Meet the little-known athletes set to fly Kenya’s flag at Paris 2024 Olympics

Meet the little-known athletes set to fly Kenya’s flag at Paris 2024 Olympics

Joel Omotto 06:00 - 18.06.2024

Athletics Kenya unveiled the country’s team to the Paris Olympics and the lineup includes some new names who will be hoping to make a big impact in the French capital.

Athletics Kenya finally selected Team Kenya to the Paris Olympics with hopes that the country will improve on the 10 medals won in Tokyo at the last edition.

Kenya won four gold medals, as many silvers, and two bronze in Tokyo, in what was a much-reduced tally from the three previous editions, but there are hopes that things will be different this time.

Among those selected are defending champions Faith Kipyegon (1,500m), Eliud Kipchoge and Peres Jepchirchir, both marathon, while 800m holder Emmanuel Korir missed out completely.

However, in the team, there are also new names who have made the list against all odds and have dreams of not only representing their country at the prestigious event but also winning medals.

So, who are the little-known athletes who earned the rare chance to fly Kenya’s flag at the Olympics.

Lilian Odira -Women’s 800m

Few knew who Lilian Odira was before the trials but she left the event as one of the surprise packages.

Odira made it into Team Kenya due to a combination of different circumstances but mostly thanks to world champion Mary Moraa.

During the 800m women’s final, Mary Moraa, who was on course to winning the race, slowed down in the final metres in an attempt to allow her cousin Sarah Moraa a place on the podium and a ticket to Paris.

The strategy played to Odira’s advantage as she used the opportunity to snatch victory and most importantly, attain the Olympics qualifying time.

Odira, who came back from maternity break recently, clocked 1:59.27 to cross the finish line, getting inside the 1:59.30 needed for an Olympics ticket, ahead of Mary Moraa (1:59.35), who had already clocked the time needed, and now, it is Sarah Moraa (1:59.39), who will be looking for the qualifying standard ahead of the June 30 deadline.

It was a major achievement for the 25-year-old who finished fourth in 800m at the African Games early this year, before failing to finish her 1,500m race at the Kip Keino Classic.

Koitatoi Kidali -Men’s 800m

Another new name making the trip to Paris is 21-year-old Koitatoi Kidali who finished third in the men’s 800m final behind world silver medallist Emannuel Wanyonyi and Commonwealth champion Wycliffe Kinyamal.

Wanyonyi ran a world leading time of 1:41.70, the third fastest time in history, as Kinyamal grabbed the second and final automatic place, after clocking 1:42.50, while Kidale completed the podium in 1:42.66.

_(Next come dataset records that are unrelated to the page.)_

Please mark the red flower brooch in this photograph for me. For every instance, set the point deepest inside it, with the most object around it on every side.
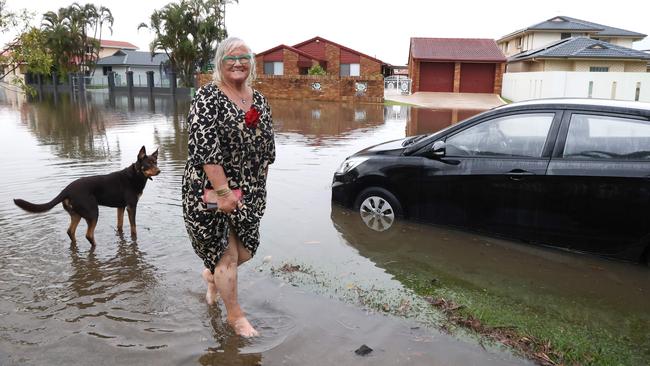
(252, 117)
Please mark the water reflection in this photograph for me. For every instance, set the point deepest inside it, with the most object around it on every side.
(592, 292)
(95, 281)
(228, 351)
(322, 122)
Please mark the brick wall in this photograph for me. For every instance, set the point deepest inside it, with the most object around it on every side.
(333, 56)
(290, 63)
(332, 88)
(414, 74)
(498, 77)
(456, 77)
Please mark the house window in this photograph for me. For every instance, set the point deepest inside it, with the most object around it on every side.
(274, 68)
(350, 70)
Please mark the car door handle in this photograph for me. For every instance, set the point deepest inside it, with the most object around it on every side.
(519, 174)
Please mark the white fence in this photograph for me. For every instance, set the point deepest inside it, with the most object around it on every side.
(139, 80)
(396, 85)
(632, 86)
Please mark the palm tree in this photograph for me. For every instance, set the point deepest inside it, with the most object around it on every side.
(188, 33)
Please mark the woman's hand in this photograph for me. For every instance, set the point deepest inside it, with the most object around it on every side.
(228, 202)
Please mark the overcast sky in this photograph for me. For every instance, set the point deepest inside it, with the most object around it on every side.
(378, 28)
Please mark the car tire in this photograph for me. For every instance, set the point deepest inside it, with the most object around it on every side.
(378, 209)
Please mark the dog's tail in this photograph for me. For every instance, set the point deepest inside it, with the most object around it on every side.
(35, 208)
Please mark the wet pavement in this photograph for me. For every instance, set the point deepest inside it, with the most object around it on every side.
(141, 301)
(452, 101)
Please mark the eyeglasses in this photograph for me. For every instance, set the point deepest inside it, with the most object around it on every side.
(243, 60)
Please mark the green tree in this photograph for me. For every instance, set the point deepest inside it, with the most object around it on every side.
(31, 53)
(67, 32)
(188, 32)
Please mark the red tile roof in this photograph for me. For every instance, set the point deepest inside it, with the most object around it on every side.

Kidali was the third athlete handed the ticket by the Athletics Kenya panel of selectors and he will make his international bow for Kenya at the Olympics.

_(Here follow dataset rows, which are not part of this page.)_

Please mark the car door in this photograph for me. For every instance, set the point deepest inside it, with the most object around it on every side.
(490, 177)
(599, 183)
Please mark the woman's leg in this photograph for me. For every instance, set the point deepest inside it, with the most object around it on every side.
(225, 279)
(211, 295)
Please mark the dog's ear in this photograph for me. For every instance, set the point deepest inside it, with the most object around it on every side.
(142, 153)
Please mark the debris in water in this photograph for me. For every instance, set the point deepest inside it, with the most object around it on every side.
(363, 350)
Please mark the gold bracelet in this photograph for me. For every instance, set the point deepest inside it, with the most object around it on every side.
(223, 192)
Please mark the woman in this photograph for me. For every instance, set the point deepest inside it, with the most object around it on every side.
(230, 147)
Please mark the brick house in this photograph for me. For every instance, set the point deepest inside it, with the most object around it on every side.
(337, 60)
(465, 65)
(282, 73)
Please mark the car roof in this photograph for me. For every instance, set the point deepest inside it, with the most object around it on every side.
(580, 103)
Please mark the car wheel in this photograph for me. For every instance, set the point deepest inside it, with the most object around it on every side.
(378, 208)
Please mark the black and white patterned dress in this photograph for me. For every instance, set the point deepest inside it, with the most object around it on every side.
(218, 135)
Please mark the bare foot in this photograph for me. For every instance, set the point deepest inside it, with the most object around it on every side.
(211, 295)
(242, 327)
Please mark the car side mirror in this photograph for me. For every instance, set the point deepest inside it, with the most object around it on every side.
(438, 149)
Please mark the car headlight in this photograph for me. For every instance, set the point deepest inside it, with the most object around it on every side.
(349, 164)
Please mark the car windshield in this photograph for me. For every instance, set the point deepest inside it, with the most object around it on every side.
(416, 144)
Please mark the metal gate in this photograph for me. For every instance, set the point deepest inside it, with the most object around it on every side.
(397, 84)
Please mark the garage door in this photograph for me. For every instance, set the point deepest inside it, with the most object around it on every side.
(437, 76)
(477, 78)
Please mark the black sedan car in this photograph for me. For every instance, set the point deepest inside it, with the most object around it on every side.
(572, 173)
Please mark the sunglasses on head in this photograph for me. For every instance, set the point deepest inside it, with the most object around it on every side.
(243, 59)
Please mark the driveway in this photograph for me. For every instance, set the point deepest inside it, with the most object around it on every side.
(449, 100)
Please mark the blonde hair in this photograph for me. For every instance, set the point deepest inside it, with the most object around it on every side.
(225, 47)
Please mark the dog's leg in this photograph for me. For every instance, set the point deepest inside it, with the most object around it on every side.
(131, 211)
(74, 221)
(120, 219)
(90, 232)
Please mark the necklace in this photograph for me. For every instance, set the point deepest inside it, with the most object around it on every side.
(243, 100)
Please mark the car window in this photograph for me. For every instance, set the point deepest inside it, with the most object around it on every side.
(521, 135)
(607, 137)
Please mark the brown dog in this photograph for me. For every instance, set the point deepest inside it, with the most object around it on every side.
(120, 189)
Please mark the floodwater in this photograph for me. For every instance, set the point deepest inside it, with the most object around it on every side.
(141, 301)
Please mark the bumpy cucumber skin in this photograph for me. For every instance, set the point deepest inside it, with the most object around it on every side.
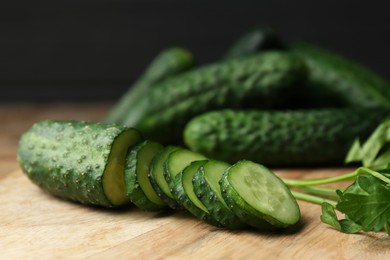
(258, 39)
(186, 202)
(243, 210)
(168, 63)
(211, 200)
(133, 188)
(255, 81)
(171, 202)
(345, 82)
(281, 138)
(68, 158)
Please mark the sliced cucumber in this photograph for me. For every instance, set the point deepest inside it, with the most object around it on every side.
(113, 176)
(258, 197)
(138, 186)
(156, 176)
(176, 162)
(207, 188)
(184, 192)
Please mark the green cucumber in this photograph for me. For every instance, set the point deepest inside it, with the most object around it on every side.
(168, 63)
(156, 176)
(258, 197)
(79, 161)
(340, 80)
(184, 192)
(281, 138)
(258, 39)
(255, 81)
(138, 186)
(206, 185)
(176, 162)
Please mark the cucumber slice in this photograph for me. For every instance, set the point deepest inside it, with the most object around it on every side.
(79, 161)
(113, 176)
(184, 192)
(176, 162)
(206, 186)
(156, 176)
(138, 187)
(258, 197)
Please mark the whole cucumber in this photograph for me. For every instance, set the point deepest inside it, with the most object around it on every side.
(79, 161)
(281, 138)
(257, 81)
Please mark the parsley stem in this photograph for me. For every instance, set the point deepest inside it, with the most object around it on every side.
(311, 182)
(312, 199)
(378, 175)
(322, 191)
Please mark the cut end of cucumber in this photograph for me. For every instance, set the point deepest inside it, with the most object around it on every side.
(264, 193)
(113, 176)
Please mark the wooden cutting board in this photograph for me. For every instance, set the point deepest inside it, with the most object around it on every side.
(36, 225)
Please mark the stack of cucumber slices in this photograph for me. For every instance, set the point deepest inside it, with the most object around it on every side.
(112, 166)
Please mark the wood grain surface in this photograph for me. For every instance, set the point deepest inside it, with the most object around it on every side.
(36, 225)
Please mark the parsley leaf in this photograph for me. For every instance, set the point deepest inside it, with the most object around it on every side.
(367, 203)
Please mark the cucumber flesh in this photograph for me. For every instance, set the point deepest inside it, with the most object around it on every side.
(113, 176)
(258, 197)
(207, 188)
(138, 187)
(156, 176)
(184, 192)
(176, 162)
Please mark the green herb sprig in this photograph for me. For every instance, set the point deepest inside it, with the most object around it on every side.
(366, 202)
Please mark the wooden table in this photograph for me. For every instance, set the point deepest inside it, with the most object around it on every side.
(36, 225)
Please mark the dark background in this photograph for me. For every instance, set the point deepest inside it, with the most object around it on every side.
(94, 50)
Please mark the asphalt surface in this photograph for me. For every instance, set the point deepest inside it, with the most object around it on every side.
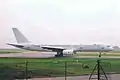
(45, 55)
(110, 77)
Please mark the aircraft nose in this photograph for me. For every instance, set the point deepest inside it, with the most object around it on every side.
(110, 48)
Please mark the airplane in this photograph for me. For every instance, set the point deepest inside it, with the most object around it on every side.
(62, 50)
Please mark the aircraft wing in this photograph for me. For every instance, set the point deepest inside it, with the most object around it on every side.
(53, 48)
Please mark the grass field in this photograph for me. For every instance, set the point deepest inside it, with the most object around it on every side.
(54, 66)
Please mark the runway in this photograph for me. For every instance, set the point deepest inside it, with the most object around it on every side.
(44, 55)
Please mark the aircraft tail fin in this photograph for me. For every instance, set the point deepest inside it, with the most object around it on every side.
(19, 36)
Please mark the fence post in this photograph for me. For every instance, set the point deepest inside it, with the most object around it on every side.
(26, 69)
(65, 70)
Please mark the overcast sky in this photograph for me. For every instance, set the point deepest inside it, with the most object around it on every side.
(61, 21)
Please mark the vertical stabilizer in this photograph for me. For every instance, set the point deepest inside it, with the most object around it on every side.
(19, 36)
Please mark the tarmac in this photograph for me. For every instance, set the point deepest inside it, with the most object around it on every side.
(50, 55)
(44, 55)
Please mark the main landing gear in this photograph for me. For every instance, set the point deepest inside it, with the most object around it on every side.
(59, 54)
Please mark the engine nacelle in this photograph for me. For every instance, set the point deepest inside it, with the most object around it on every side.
(68, 52)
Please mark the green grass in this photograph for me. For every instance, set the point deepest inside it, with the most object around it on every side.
(54, 66)
(96, 54)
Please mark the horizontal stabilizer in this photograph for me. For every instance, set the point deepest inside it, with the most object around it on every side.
(19, 36)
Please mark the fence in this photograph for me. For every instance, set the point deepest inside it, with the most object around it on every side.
(26, 69)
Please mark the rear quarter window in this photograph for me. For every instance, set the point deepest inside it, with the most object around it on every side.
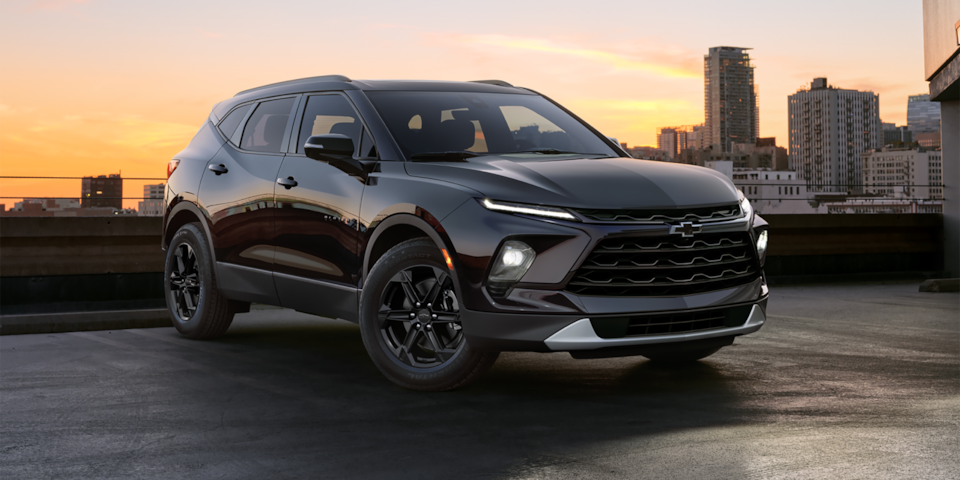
(229, 124)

The youngster is a novice at this stage and even missed a ticket to the African Games when he finished fifth at the trials but he can count on having 19-year-old Wanyonyi and 26-year-old Kinyamal for company.

Susan Ejore -Women’s 1,500m

At 28, most Kenyan athletes would be in the prime of their careers but Susan Ejore is just starting to get noticed.

Ejore finished third in the women’s 1,500m final at the trials and made the team courtesy of the panel of selectors.

Defending champion Faith Kipyegon obliterated the field to win in 3:53.98 followed by Nelly Chepchirchir (3:48.56) while Ejore completed the podium in 4:00.22.

Ejore was the third athlete to have attained the qualifying time of 4:02.50 from the lineup, making it an easy decision for the selectors.

The athlete has spent most of her time in the United States since earning a scholarship in 2015 and has represented the University of Oregon in a number of events over the years, posting good performances.

Coming into the trials, Ejore had not shown many promising signs as she finished eighth in Doha before 11th at the Eugene Diamond League although third place in a personal best 3:58.63 at the Los Angles Grand Prix suggested she could not be ignored and lived up to the billing by earning a place in Team Kenya for the first time.

Daniel Munguti -Men’s 1,500m

Newcomer Daniel Munguti is another one who will be hoping to shine in Paris, although unlike the others on the list, he will need to attain the qualifying standard to realise his Olympics dream.

Munguti finished second at the trials after clocking 3:35.80 behind Reynold Cheruiyot (3:35.63) and Olympics silver medalist Timothy Cheruiyot 3:35.90.

Unlike the other two, who had already hit the required time at previous event, Munguti’s second place will mean nothing if he does not run 3:33.50 and below before June 30 as it would lock him out of the Olympics.

If he makes it, the 29-year-old will add another feather to his cap after winning the Mixed Relay event at the World Cross-Country Championships in Serbia in March given he is a new entrant into the 1,500m race.

Munguti came close to hitting the Olympics qualifying standard when he clocked 3:33.71 for third place finish at Kip Keino Classic in April and will need to push a little more for a ticket to Paris.